Вот таким противоречивым, разнородным было его состояние, когда пришло известие о выходе книжки в свет. Издательство пригласило автора за полагающимися ему экземплярами.
Они встретились: автор и, как ее отныне следовало именовать, авторская книжка. Это был удар! Перед Ал. Соболевым лежала стопочка невзрачных брошюр карманного формата. Жалкий вид книжечки вызывающе оскорбительно контрастировал с размахом популярности «Бухенвальдского набата». Воспринять то и другое как единое целое не виделось возможным. Первая страница обложки представляла собой картинку-ребус: на первом плане был изображен обрубок дерева черного цвета, фоном ему служили то ли розовые колонны с заостренными куполами, то ли фантастично изуродованный орган... В верхней части загадочных предметов, мелкими, к тому же жирными буквами, сливавшимися в одну трудночитаемую полоску, значилось имя поэта. Несколькими миллиметрами ниже, буквами чуть покрупнее - «Бухенвальдский набат». Чтобы дополнить оригинальность и красоту оформления, остается сказать, что напечатали книжку на бумаге настолько желтой, что невольно вспоминались старые-престарые выцветшие издания столетней давности, на которые время наложило отпечаток.

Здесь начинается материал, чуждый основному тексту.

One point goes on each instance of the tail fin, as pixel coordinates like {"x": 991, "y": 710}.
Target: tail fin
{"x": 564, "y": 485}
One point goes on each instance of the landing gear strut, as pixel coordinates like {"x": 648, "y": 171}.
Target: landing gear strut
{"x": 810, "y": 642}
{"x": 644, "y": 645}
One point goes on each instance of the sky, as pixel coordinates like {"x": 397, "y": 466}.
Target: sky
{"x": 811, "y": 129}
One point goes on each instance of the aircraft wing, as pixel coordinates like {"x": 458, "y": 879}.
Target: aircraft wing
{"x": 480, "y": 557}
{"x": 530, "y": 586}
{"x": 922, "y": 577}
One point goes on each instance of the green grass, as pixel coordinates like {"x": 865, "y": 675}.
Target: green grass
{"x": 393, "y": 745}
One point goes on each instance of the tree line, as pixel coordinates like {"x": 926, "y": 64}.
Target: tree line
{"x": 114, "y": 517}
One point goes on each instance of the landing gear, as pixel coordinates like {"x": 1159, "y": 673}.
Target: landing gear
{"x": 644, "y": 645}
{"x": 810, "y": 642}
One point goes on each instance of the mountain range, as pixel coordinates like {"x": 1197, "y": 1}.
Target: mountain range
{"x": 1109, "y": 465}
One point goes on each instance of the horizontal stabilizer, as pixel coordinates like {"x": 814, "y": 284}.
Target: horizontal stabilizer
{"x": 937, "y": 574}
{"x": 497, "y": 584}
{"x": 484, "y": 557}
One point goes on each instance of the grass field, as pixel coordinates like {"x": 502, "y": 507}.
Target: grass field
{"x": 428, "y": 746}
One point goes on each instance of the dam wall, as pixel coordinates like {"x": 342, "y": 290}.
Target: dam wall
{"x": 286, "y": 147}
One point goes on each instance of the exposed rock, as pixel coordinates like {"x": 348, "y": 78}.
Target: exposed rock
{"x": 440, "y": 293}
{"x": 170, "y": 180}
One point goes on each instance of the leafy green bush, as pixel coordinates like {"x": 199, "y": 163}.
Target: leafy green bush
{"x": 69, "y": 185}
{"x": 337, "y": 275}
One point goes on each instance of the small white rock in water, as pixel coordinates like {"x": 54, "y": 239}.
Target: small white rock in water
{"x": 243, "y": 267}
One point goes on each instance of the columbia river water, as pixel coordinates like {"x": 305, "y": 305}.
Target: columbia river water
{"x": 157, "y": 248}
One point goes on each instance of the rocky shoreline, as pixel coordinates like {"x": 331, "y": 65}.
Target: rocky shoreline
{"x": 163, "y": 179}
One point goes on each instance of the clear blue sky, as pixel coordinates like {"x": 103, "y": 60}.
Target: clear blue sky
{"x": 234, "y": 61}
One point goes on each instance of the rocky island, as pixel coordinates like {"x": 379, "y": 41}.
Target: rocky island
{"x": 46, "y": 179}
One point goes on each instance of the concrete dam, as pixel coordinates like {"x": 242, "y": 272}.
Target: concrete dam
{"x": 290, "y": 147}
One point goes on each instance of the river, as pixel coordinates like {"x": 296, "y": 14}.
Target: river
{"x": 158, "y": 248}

Такую книжку неловко было получить как подарок от автора знаменитого произведения, стыдно предлагать в качестве презента...
Процедура получения Ал. Соболевым книжки была продумана, оказалось, до мелочей. Просто никудышного вида книжки в тот момент было мало. Как бы уколоть его побольнее? Как бы оскорбить посильнее? И придумали... Тем же днем, а главное - тем же часом приехал за своей книгой еще один литератор. Толстая, примерно в 25 п.л., книжка выглядела солидно, нарядно: по темно-бордовому коленкору обложки - золотым тиснением крупные буквы, называвшие автора. Не зная содержания, приятно взять в руки.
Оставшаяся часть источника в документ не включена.